Sun style t’ai chi ch’uan was developed by Sun Lutang, who is considered expert in two other internal martial arts styles: xingyiquan and baguazhang before he came to study t’ai chi ch’uan. Today, Sun-style ranks fourth in popularity and fifth in terms of seniority among the five family styles of t’ai chi ch’uan. He was also considered an accomplished Neo-Confucian and Taoist scholar, especially in the Yi Jing and the T’ai chi classics. Sun learned Wu (Hao)-style t’ai chi ch’uan from Hao Weizhen, who was Li Yishe’s (李亦畬) chief disciple. Sun style t’ai chi ch’uan is considered to be part of the umbrella of Sun style internal martial arts developed by Sun Lu T’ang
 Creator: Sun Lu-t’ang (1861–1932)

Chen Style (陳氏) Contemporary t’ai chi ch’uan is typically practised for a number of widely varying reasons: health, external/internal martial art skills, aesthetics, meditation or as an athletic/competition sport (sometimes called “wushu tai chi”). Therefore, a teacher’s system, practice and choice of training routines usually emphasizes one of these characteristics during training. The five traditional schools, precisely because they are traditional, attempt to retain the martial applicability of their teaching methods. Some argue that the Chen tradition emphasizes this martial efficacy to a greater extent

 Creator: Chen Wangting (1580–1660)

Yang Style (楊氏) The Yang family first became involved in the study of t’ai chi ch’uan (taijiquan) in the early 19th century. The founder of the Yang-style was Yang Luchan (楊露禪), aka Yang Fu-k’ui (楊福魁, 1799–1872), who studied under Ch’en Chang-hsing starting in 1820. Yang became a teacher in his own right, and his subsequent expression of t’ai chi ch’uan became known as the Yang-style, and directly led to the development of other three major styles of t’ai chi ch’uan (see below).
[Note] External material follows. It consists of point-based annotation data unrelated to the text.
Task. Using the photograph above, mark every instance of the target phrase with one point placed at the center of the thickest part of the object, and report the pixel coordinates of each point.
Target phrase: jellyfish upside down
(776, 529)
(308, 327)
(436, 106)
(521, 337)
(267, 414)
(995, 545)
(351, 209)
Yang Luchan (and some would say the art of t’ai chi ch’uan, in general) came to prominence as a result of his being hired by the Chinese Imperial family to teach t’ai chi ch’uan to the elite Palace Battalion of the Imperial Guards in 1850, a position he held until his death.
Creator: Yang Luchan (1799–1872)

Wu Hao Style (武氏)
The Wu or Wu (Hao)-style of t’ai chi ch’uan of Wu Yu-xiang (武禹襄, 1813–1880), is a separate family style from the more popular Wu-style (吳氏) of Wu Chien-ch’üan. Wu Yu-hsiang’s style was third among the five t’ai chi ch’uan families in seniority and is fifth in terms of popularity. and fourth in terms of family seniority. This style is different from the Wu style of t’ai chi ch’uan (武氏) founded by Wu Yu-hsiang. While the names are distinct in pronunciation (Chinese: 武氏; pinyin: wǔshì) and the Chinese characters used to write them are different, they are often romanized the same way.

Creator: Wu Yu-hsiang (1812–1880)

Wu Style (吳氏) The Wu family style (Chinese: 吳家 or 吳氏; pinyin: wújiā or wúshì) t’ai chi ch’uan (Taijiquan) of Wu Quanyou and Wu Chien-ch’uan (Wu Jianquan) is the second most popular form of t’ai chi ch’uan in the world today, after the Yang style.